The DAD Genes: Characterisation of branching controls in Petunia x hybrida

Abstract

Branching is one of the major developmental processes that determine the architecture of a plant. Lateral branching is the outgrowth of axillary buds from the main shoot axis of the plant, and in Petunia hybrida this process is controlled by the DECREASED APICAL DOMINANCE (DAD) genes. The three dad mutants are characterised by increased levels of basal branching, and decreased height when compared to wild-type petunia. Double mutant analyses were carried out to determine whether these genes act in the same pathway to control branching.

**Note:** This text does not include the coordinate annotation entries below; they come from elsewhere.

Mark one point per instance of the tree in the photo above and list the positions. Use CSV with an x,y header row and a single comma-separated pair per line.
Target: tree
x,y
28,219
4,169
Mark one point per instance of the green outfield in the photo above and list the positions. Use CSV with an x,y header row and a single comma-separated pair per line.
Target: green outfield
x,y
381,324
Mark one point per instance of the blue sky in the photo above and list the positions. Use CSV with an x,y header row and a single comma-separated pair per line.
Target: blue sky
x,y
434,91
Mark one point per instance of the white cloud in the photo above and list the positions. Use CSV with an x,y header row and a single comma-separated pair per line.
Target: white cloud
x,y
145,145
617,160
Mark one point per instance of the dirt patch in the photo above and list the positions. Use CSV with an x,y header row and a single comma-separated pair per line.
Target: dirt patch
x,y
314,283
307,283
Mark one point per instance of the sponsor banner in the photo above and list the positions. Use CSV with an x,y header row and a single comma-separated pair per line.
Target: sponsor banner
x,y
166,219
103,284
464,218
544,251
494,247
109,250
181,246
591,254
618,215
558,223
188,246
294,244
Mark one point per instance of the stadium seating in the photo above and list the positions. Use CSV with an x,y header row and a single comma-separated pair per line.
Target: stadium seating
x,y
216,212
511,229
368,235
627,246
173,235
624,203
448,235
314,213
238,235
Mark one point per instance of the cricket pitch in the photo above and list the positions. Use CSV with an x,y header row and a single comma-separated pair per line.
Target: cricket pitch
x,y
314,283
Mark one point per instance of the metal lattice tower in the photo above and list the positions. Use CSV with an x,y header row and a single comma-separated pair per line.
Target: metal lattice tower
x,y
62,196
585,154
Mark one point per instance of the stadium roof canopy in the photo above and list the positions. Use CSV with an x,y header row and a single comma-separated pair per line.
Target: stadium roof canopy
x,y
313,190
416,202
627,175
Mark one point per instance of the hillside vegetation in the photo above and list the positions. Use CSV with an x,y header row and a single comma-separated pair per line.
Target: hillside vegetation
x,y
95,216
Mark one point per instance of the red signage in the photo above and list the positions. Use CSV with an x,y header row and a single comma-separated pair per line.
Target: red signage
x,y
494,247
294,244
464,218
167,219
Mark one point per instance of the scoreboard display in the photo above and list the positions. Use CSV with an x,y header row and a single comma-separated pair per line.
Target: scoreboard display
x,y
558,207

The dad1dad2 and dad2dad3 double mutants were indistinguishable from the dad2 mutant, which indicated that DAD2 acts in the same pathway as DAD1 and DAD3. Grafting experiments confirmed the action of DAD2 in this pathway, potentially with a role in signal reception or transduction. The dad1dad3 double mutant has an additive phenotype with decreased plant height and delayed flowering compared to the single mutants, indicating that these genes do not act in a simple step-wise fashion. The function of the DAD1 and DAD3 genes was investigated by expression analysis using quantitative RT-PCR (qRT-PCR). The genes were expressed in root and stem and showed upregulation in the stem, but not the roots of the dad mutants, suggesting the involvement of a feedback mechanism in the control of gene expression. The expression of DAD1 and DAD3 in the stem of grafted plants was linked with the branching phenotype not the genotype of the scion. A candidate gene (PhMAX2) was investigated to ascertain whether it was the same locus as DAD2. Results from Southern analyses and qRT-PCR experiments, combined with existing sequencing data, indicated that PhMAX2 is unlikely to encode DAD2. The function of the PhMAX2 gene was investigated by construction RNAi transgenic plants with decreased levels of PhMAX2 transcript, which showed a slight increase in branching and decrease in height compared to wild-type petunia. A model is presented that describes how the DAD genes are thought to act together, as well as with internal and external signals, to control the outgrowth of axillary buds into branches in petunia.